The company’s team in Rochester, N.Y. placed several types of materials around the region to evaluate how the sensor recorded and stored data for processing on board an aircraft at a later time, Exelis said Wednesday.
Long-wave infrared hyperspectral sensors work to collect imagery by pointing both down to the ground and across the horizon while mounted on an aircraft that flies over a target, Exelis said.
“Using a LWIR HSI sensor would allow access to hard-to-reach areas and positively identify solids and gases critical to defense, civilian and commercial operations,” said Dr. Minda Suchan, director of material identification at Exelis.
Exelis designed the sensor to provide users real-time information on the composition of gases and liquids as they work to detect improvised explosive devices or leaks in containers and pipes.

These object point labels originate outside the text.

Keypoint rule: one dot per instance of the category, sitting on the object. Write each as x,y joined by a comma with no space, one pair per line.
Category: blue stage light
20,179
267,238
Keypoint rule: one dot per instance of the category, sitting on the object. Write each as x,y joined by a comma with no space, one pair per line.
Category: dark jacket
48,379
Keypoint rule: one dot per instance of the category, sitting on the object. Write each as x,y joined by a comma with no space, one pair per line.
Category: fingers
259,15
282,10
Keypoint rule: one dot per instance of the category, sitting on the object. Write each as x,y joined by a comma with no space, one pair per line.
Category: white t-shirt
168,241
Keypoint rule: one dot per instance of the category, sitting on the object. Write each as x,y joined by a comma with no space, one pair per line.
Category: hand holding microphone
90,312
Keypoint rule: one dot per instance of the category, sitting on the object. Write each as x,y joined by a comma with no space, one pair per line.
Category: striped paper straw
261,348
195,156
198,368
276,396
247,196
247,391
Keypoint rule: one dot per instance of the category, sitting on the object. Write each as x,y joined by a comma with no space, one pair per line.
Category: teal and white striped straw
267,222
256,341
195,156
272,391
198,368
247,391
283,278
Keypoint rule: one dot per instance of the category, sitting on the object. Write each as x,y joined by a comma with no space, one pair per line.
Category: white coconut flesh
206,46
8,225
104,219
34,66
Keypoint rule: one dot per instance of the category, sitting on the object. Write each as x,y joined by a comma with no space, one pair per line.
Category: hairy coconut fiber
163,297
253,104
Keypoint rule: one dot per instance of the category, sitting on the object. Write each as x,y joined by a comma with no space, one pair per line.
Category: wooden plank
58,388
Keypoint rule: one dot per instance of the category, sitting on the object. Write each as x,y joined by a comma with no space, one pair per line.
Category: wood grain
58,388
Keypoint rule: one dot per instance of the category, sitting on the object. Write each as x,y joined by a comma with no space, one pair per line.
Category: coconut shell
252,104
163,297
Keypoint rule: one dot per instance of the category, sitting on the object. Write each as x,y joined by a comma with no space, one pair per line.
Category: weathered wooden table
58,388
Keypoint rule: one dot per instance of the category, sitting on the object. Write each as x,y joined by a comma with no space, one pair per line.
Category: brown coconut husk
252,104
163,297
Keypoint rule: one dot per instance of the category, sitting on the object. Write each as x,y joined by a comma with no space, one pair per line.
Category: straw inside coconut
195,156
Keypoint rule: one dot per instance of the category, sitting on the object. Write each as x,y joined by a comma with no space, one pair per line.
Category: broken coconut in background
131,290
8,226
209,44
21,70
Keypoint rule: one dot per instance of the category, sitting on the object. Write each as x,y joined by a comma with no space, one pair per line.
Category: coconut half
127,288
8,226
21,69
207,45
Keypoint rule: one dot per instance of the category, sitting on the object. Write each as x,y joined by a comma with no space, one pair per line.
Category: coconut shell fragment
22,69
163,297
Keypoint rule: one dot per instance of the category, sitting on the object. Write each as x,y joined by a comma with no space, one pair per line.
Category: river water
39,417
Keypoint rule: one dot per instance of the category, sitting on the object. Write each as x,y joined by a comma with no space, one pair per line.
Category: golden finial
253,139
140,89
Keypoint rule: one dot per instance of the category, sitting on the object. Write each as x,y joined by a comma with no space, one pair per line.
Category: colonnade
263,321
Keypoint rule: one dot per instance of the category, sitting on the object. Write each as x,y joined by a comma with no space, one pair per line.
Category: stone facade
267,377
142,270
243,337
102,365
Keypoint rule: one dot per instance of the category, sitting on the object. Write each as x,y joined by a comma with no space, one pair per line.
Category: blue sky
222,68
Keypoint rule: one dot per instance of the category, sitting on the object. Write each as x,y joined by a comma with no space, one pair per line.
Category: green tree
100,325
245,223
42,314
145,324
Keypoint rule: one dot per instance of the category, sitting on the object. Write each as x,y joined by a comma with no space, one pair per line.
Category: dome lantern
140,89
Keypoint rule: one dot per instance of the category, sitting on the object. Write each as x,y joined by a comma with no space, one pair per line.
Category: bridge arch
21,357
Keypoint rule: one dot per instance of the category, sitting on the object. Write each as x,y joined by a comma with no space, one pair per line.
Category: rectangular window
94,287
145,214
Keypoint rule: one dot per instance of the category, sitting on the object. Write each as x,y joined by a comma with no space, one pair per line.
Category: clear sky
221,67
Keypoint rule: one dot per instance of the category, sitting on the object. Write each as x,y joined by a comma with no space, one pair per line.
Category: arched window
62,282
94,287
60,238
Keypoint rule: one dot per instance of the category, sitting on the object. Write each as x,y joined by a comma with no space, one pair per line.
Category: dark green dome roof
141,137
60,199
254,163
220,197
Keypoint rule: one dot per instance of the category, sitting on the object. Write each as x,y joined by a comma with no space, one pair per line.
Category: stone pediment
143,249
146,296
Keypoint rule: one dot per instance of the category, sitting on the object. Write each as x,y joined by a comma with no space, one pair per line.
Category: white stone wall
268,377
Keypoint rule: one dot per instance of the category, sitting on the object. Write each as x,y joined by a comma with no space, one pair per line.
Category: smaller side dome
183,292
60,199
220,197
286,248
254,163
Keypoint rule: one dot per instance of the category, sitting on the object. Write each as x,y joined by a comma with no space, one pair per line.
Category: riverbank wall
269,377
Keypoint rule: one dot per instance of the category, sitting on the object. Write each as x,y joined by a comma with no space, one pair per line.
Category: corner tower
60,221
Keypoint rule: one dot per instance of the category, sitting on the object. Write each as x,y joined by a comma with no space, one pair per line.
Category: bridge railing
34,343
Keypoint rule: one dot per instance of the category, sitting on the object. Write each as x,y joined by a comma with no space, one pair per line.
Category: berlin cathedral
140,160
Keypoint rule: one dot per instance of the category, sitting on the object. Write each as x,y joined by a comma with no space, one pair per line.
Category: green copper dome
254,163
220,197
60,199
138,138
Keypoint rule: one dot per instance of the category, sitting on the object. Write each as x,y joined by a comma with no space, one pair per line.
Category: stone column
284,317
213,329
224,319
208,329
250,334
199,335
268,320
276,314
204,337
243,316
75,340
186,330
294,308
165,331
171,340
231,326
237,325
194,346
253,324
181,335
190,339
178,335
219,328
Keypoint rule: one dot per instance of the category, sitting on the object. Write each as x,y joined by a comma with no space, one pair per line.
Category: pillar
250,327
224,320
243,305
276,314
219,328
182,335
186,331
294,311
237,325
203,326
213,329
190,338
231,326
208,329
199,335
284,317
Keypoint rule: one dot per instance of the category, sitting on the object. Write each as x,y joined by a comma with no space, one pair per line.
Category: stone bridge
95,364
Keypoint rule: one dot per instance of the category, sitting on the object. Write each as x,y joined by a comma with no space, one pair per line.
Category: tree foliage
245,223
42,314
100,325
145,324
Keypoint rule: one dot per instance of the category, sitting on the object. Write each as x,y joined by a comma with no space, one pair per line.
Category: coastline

“Customers are looking for reliable ways to locate and identify either naturally existing or man-made materials, some of which can be dangerous, illegal or items of interest that are not visible to traditional imaging cameras,” Suchan said.
The company designed its LWIR sensors to cool in a cryocooler at subzero-degree temperatures, which Exelis says is required to make the sensor sensitive enough to find small amounts of gas in the atmosphere and solid materials on the ground.